# Session 09

## Images and Data Analysis

## Images

For image processing in Python we use [Pillow](https://python-pillow.org), a _fork_ of the Python Imaging Library.

```bash
python -m pip install pillow
```

> Note: In our case we used the requirements.txt file.


In [None]:
from PIL import Image



In [None]:
print("Format:", im.format)
print("Size:", im.size)
print("Mode:", im.mode)

im.show()


The images normally display on their own window, but we can make Jupyter to display them "inline" with matplotlib.


In [None]:
from matplotlib.pyplot import imshow

%matplotlib inline

imshow(im)

Each image has it's own characteristics. [This is the famous "Lenna" image](https://www.cranbrooktownsman.com/opinion/booknotes-playboy-lena-sderberg-and-the-first-jpeg/).


In [None]:
lenna = Image.open("images/lenna.jpg")

print("Format:", lenna.format)
print("Size:", lenna.size)
print("Mode:", lenna.mode)

imshow(lenna)


We can automate image processing.


In [None]:
import os

print(os.listdir("images"))


In [None]:
for filename in os.listdir("images"):
    if filename.split(".")[1] in ["jpg", "png"]:
        print(filename)


We will "split" the filename to use the name and extension separately.


In [None]:
for filename in os.listdir("images"):
    if filename.split(".")[1] in ["jpg", "png"]:
        image = Image.open("images/" + filename)
        image.thumbnail((128, 128))
        image_rgb = image.convert("RGB")
        image_rgb.save("new_images/" + filename.split(".")[0] + "_tmb.jpg", "JPEG")


In [None]:
from PIL import ImageDraw, ImageFont

draw = ImageDraw.Draw(lenna)
font = ImageFont.truetype("Sudo-Bold.ttf", 72)

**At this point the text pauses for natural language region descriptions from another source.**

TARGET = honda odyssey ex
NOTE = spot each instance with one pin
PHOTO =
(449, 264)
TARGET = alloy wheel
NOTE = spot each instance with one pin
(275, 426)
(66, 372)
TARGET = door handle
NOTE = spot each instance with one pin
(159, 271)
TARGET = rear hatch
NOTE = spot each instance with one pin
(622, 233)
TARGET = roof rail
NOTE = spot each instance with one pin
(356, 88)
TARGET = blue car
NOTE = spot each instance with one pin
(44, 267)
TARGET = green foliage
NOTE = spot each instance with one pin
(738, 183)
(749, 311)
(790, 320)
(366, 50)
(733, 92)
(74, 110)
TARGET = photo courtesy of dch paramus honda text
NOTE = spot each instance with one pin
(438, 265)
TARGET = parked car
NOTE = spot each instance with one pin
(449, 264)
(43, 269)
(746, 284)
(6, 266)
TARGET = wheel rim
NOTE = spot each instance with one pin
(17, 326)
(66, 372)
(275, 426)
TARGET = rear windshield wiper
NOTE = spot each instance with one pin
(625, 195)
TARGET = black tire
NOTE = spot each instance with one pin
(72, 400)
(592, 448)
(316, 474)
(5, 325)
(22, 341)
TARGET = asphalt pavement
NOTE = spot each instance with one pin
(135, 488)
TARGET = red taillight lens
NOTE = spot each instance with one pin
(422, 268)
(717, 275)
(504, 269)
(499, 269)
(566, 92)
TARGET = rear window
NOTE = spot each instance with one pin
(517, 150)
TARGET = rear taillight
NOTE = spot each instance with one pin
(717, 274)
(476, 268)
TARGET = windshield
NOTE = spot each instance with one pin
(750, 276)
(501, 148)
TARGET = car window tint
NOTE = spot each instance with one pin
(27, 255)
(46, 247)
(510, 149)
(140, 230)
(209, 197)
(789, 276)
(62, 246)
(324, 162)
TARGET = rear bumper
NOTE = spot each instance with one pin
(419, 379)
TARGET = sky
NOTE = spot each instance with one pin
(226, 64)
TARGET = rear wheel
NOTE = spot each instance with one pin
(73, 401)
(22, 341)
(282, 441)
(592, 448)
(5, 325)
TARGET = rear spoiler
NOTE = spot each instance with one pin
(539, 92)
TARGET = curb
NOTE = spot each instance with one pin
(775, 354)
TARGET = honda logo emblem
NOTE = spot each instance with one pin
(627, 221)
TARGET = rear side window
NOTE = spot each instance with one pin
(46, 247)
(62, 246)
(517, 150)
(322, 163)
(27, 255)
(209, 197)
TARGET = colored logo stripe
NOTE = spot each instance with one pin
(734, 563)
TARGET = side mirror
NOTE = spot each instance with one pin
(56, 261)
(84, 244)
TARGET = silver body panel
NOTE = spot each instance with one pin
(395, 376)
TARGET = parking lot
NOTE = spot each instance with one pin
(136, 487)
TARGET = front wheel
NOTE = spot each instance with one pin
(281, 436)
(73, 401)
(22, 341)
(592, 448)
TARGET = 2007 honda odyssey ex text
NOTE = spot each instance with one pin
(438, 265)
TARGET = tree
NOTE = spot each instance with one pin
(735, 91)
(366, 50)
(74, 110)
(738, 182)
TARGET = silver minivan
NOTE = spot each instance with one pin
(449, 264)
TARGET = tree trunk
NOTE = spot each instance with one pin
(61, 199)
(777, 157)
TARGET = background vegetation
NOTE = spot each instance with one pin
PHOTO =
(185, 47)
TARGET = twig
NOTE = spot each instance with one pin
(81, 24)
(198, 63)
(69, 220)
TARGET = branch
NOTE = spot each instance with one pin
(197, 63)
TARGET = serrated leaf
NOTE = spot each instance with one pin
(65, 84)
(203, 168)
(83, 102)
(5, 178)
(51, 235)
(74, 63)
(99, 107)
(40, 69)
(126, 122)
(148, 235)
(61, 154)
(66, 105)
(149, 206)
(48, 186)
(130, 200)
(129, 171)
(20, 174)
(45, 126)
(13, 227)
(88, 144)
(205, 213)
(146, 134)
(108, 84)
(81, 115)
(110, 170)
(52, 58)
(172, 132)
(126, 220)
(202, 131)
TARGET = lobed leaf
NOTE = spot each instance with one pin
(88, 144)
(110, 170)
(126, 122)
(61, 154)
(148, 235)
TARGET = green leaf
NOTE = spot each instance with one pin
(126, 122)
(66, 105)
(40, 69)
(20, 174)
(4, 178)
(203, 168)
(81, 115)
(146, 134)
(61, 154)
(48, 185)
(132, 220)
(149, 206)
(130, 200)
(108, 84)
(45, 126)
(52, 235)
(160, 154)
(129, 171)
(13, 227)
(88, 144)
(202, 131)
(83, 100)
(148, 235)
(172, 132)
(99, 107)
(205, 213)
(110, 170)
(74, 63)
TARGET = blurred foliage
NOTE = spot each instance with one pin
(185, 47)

draw.text((250, 350), "Lenna", fill=(0, 0, 0), font=font)

imshow(lenna)


In [None]:
lenna = Image.open("images/lenna.jpg")
draw = ImageDraw.Draw(lenna)
font = ImageFont.truetype("Sudo-Bold.ttf", 72)

caption = "Lenna"

bounding_box = draw.textbbox((0, 0), caption, font=font)
print(bounding_box)


In [None]:
text_width = bounding_box[2] - bounding_box[0] + 10
text_height = bounding_box[3] - bounding_box[1] + 15

image_width, image_height = lenna.size

x_start = (image_width - text_width) / 2
y_start = (image_height - 50) - text_height

print(x_start, y_start, text_width, text_height)


In [None]:
draw.rectangle(
    (x_start, y_start, x_start + text_width, y_start + text_height),
    fill=(255, 255, 255),
    outline=(0, 0, 255),
)

draw.text(
    (x_start + 5, y_start - 5),
    caption,
    fill=(0, 0, 0),
    font=font,
)

imshow(lenna)


And we can save the new image.


In [None]:
lenna.save("new_images/lenna_captioned.png")


For more information about Pillow:

- [Tutorial](https://pillow.readthedocs.io/en/stable/handbook/tutorial.html)
- [HandBook](https://pillow.readthedocs.io/en/stable/handbook/index.html)


## Data Analysis

Data analysis is about **asking** and **answering** questions about your data.

| Characteristic | What does it means                                            |
| -------------- | ------------------------------------------------------------- |
| Accuracy       | Does it match reality? Is it error-free and exact?            |
| Consistency    | There are no contradictions in the data                       |
| Completeness   | How comprehensive is the information?                         |
| Reliability    | Is it reproducible?                                           |
| Relevance      |  Do you need this information?                                |
| Timeliness     | Can we get it on time to be relevant?                         |
| Auditable      | Do we know where the data comes from? How it was manipulated? |
| Secure         | Do we know who has access to the data? Is PII secure?         |


We have to be careful with Bias.

> Data bias is when the source data is skewed, providing results that are not fully representative of what you are researching, and can be either intentionally or unintentionally done.